This would end, in dramatic fashion, in July 2013, four years after the Gates incident and just after George Zimmerman was acquitted in the death of Trayvon Martin. This time Obama didn’t shy away from discussing race head on. “You know, when Trayvon Martin was first shot I said that this could have been my son,” said Obama. “Another way of saying that is Trayvon Martin could have been me 35 years ago. And when you think about why, in the African American community at least, there’s a lot of pain around what happened here, I think it’s important to recognize that the African American community is looking at this issue through a set of experiences and a history that doesn’t go away.”

It’s hard to say exactly why Obama changed course. There’s no doubt that the president was personally affected by the killing of Trayvon Martin and other young men, like Jordan Davis (they are partial inspiration for his chief philanthropic project, My Brother’s Keeper). At the same time, political circumstances had changed.

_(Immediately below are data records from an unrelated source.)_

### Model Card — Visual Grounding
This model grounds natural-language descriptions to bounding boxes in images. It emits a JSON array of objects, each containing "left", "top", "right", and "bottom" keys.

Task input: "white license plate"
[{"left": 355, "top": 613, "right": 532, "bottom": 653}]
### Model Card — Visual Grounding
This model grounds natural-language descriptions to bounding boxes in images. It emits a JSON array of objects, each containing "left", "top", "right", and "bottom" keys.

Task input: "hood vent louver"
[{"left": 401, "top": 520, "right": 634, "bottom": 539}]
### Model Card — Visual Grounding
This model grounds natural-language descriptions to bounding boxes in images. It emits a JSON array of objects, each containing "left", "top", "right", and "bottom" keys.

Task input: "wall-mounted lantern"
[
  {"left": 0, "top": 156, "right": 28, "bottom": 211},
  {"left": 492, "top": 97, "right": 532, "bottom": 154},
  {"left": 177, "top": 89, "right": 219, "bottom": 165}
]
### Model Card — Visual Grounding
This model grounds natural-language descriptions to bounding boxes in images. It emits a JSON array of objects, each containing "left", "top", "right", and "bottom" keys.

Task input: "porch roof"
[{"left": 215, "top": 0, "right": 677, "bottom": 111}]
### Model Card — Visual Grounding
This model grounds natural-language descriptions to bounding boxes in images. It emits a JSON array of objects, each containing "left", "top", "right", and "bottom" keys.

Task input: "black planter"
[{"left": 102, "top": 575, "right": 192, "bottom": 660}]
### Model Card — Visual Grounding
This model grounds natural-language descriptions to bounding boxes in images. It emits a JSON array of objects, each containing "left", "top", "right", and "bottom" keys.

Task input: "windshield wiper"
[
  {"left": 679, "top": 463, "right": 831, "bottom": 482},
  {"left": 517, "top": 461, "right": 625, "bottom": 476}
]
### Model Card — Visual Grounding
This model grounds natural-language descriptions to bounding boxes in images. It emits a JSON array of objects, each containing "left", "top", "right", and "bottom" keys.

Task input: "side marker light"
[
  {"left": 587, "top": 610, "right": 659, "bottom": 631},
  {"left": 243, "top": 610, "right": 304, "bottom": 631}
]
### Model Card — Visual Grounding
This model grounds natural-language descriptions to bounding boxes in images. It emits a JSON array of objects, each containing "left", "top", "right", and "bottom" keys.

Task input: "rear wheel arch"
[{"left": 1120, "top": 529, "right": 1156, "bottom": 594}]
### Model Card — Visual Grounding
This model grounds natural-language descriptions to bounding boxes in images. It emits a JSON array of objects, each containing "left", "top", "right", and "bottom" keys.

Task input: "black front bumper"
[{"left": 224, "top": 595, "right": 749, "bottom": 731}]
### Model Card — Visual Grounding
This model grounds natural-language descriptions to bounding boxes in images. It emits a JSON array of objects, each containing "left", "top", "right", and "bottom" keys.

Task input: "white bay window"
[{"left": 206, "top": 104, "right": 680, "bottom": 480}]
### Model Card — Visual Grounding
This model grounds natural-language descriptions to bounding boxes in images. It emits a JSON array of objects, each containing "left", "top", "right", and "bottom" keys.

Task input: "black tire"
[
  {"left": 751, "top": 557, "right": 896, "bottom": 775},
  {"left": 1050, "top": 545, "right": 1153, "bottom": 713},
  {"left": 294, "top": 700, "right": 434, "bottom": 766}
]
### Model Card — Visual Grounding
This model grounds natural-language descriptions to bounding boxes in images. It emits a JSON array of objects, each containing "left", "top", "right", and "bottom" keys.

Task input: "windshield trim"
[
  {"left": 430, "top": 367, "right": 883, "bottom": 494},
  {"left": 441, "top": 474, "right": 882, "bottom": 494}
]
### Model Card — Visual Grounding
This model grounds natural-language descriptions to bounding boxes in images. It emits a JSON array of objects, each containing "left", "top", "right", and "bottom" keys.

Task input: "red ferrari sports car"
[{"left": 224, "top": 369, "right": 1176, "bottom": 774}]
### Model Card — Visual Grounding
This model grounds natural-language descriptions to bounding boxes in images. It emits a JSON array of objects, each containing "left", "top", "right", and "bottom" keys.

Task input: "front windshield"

Not only was Obama in his second term—and thus freed from the pressure of re-election—but his legislative agenda had stalled, turning his attention to other issues and concerns, and giving him some space to speak on controversial matters. And outside of the world of presidential politics, newly galvanized activists were pressing the White House for action on criminal justice reform, opening further space for rhetoric and action.  

The Gates arrest, and Obama’s reaction to it, did more than shape the president’s behavior. It shaped a template for how Americans would talk about and experience controversies around race and policing—at precisely the time when those controversies would move to the forefront of American consciousness. Saturated coverage—complete with audio, video, and pictures—would help polarize Americans along racial and ideological lines, between those who could sympathize with the police and those who couldn’t, between those who experienced discrimination and those who didn’t. And so, when Martin was killed—for example—millions of Americans saw him as an innocent teenager, and millions more pictured him as a dangerous thug. Rinse and repeat for Michael Brown, for Jordan Davis, and even for 12-year-old Tamir Rice. Just this week, Tulsa, Oklahoma, police shot 40-year-old Terence Crutcher, deemed a “bad dude” just before he was killed.

The Gates controversy represented, in microcosm, a deep divide between black and white Americans on the reality and ongoing existence of racial discrimination. Polling around the event revealed broad disagreements among blacks and whites about discrimination and law enforcement. Seventy-six percent of black Americans said blacks do not receive equal treatment from the police, according to a post-arrest poll from ABC News and the Washington Post. Just 34 percent of whites agreed. Twenty-nine percent of whites blamed Gates for his arrest.

In 2016, as police discrimination against black Americans has become the flashpoint of a new civil rights campaign led by the Black Lives Matter movement, and as the steady drumbeat of deaths at the hands of police continues, the divide we saw in 2009 still exists. Thanks to greater visibility for the issue, somewhat higher percentages of both blacks and whites recognize police discrimination against blacks. But the opinion gap between blacks and whites on the issue remains enormous.

Given Donald Trump’s rise as a formidable political figure, with a real path to the White House, the divide seems in many ways greater and more unbridgeable than it did seven years ago. Trump, who came to political prominence as an advocate for anti-Obama conspiracy theories, is the embodiment of a specific white reaction against claims for greater economic and social equality between whites, blacks, and other marginalized groups. The polarization and disagreement that flared with the Gates controversy has curdled into a resentment that threatens America’s status as an open-minded, pluralistic democracy.

The racial grievance of the Trump movement isn’t new. It was present in the backlash to Obama’s comments, just as it is present in the backlash to Hillary Clinton for describing the bigotry of many Trump supporters. Put simply, if the reaction to Obama and Henry Louis Gates showed the great degree to which this wasn’t a “post-racial” country, then the fate of Trump—just six weeks away—will reveal whether our country has actually made any progress at all.